The authors evaluate their model against several baselines on a synthetic benchmark featuring shadow, reflection, and dynamic interaction removal. Results show that the proposed method achieves superior performance across most metrics, particularly in video-level and semantic evaluations. The proposed model demonstrates significant improvements in FVD and VLM-Judge scores compared to all baseline methods. The model achieves the highest scores in DINOv2 and PSNR among the compared approaches. While the model excels in most categories, it does not achieve the lowest LPIPS score, which the authors attribute to the metric's sensitivity to local spatial translations.
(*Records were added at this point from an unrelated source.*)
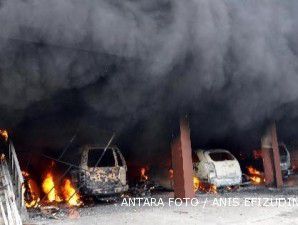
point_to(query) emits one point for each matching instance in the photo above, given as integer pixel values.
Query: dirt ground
(250, 205)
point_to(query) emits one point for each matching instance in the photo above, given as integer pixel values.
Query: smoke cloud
(237, 59)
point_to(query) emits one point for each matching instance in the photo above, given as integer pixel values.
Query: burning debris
(255, 176)
(4, 134)
(143, 175)
(203, 186)
(48, 187)
(31, 191)
(70, 194)
(53, 192)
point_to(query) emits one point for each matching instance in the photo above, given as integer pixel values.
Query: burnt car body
(285, 160)
(256, 160)
(106, 178)
(218, 167)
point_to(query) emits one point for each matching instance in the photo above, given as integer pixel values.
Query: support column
(182, 162)
(271, 158)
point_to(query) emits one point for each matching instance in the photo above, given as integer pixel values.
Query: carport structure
(182, 160)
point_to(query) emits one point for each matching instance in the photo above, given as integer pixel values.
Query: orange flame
(70, 194)
(30, 191)
(4, 134)
(48, 187)
(202, 186)
(144, 177)
(255, 176)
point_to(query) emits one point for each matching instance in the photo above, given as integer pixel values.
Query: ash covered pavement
(247, 205)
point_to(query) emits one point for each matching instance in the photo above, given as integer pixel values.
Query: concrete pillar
(182, 162)
(271, 158)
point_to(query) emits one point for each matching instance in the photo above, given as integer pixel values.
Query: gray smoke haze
(185, 54)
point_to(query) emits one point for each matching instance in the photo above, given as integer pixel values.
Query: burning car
(218, 167)
(102, 171)
(285, 160)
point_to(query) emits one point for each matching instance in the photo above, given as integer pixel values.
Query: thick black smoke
(232, 62)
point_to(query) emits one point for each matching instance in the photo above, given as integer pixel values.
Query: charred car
(102, 171)
(218, 167)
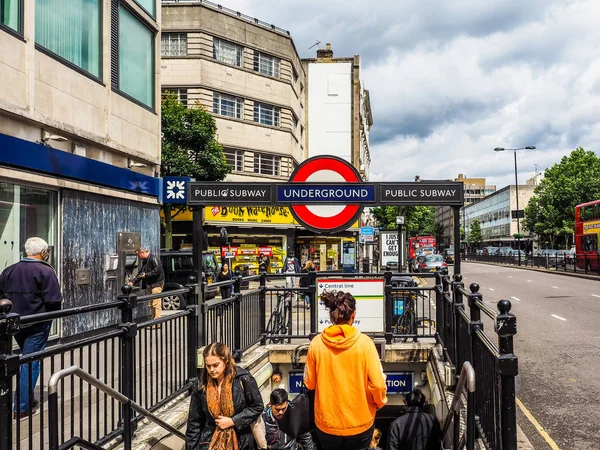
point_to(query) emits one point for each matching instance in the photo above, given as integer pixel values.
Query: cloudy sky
(452, 80)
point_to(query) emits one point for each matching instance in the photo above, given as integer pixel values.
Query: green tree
(417, 219)
(551, 211)
(189, 149)
(475, 237)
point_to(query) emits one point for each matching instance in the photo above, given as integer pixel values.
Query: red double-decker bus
(587, 235)
(421, 244)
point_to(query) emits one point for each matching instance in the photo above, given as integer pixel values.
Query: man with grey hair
(32, 287)
(152, 278)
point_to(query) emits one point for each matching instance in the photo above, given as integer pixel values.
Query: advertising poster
(369, 302)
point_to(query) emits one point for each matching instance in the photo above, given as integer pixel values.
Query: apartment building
(248, 75)
(79, 137)
(339, 109)
(475, 189)
(497, 213)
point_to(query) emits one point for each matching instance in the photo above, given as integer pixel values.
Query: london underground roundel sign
(326, 218)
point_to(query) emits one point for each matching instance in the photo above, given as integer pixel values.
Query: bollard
(191, 299)
(389, 307)
(128, 361)
(9, 367)
(506, 328)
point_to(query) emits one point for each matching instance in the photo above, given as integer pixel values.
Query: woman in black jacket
(224, 405)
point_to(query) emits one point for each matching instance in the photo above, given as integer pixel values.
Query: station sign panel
(399, 382)
(369, 302)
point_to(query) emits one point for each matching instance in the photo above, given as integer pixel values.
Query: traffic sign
(329, 217)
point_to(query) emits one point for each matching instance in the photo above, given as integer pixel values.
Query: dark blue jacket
(31, 285)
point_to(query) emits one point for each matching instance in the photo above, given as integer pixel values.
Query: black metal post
(518, 220)
(314, 303)
(456, 239)
(457, 306)
(128, 361)
(192, 327)
(9, 367)
(198, 240)
(389, 307)
(237, 314)
(506, 328)
(202, 325)
(262, 306)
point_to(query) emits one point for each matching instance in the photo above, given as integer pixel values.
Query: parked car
(178, 266)
(434, 263)
(449, 256)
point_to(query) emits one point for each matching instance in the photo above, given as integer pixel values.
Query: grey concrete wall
(90, 224)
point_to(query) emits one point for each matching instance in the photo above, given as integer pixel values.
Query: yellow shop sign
(249, 214)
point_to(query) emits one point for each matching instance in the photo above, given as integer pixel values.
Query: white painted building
(339, 114)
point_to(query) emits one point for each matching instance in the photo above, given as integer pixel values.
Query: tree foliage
(189, 149)
(475, 237)
(551, 211)
(417, 219)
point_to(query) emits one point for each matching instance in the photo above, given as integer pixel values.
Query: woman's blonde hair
(220, 351)
(375, 439)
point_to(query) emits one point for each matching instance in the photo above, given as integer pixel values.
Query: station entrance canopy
(325, 194)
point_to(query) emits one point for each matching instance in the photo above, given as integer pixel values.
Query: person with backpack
(344, 370)
(224, 405)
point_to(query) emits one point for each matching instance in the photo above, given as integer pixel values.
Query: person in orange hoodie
(343, 368)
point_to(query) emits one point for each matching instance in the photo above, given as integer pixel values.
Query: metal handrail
(466, 379)
(75, 370)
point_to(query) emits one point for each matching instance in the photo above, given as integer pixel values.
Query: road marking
(537, 426)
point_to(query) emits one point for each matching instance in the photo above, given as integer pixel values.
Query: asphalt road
(558, 346)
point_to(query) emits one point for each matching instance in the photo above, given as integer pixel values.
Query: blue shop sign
(309, 193)
(174, 190)
(295, 382)
(400, 382)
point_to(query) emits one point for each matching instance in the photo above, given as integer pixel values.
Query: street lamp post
(501, 149)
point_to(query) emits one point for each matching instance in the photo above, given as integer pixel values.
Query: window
(235, 158)
(181, 94)
(71, 30)
(228, 105)
(227, 52)
(173, 44)
(148, 5)
(11, 14)
(266, 114)
(267, 164)
(266, 64)
(135, 58)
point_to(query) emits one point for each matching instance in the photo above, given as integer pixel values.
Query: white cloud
(449, 81)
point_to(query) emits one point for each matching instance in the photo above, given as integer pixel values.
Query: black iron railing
(580, 263)
(152, 362)
(495, 364)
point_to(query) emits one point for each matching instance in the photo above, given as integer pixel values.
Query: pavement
(558, 346)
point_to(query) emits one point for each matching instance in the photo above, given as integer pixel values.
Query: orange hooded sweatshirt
(343, 367)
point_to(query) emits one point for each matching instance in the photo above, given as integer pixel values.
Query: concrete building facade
(497, 214)
(475, 189)
(248, 75)
(79, 137)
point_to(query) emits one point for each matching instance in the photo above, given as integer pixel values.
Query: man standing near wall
(152, 277)
(32, 287)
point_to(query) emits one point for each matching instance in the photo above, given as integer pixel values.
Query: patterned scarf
(223, 406)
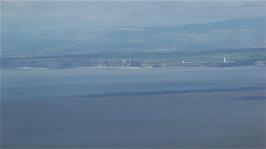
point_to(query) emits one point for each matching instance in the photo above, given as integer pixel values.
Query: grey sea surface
(199, 107)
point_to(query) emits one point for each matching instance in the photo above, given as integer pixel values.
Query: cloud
(70, 14)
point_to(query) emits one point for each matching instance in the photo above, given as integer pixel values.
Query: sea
(186, 107)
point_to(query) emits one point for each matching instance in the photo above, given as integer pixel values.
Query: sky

The authors evaluate their model against several baselines using three different vision-language model judges on real-world video editing tasks. Results show that the proposed method achieves the highest total scores across all judges, demonstrating superior performance in handling physical interactions and object removal. The proposed model outperforms all baselines in the total score category across all three vision-language judges. The model shows significant advantages in modeling physical interactions and object removal compared to existing methods. The performance gains are consistent across different automated judges, including Gemini Pro, GPT-5.2, and Qwen-3.5-32B.
Through human preference studies, ablation experiments, and automated benchmarks, the authors evaluate the effectiveness of the VOID model in handling video object removal and physical interactions. The results demonstrate that the proposed framework significantly outperforms existing baselines and commercial systems by maintaining superior temporal consistency and realistic physical effects. Key architectural components, such as the two-pass appearance refiner, diverse dataset composition, and detailed quadmask strategies, are shown to be essential for achieving high-quality, semantically accurate video editing.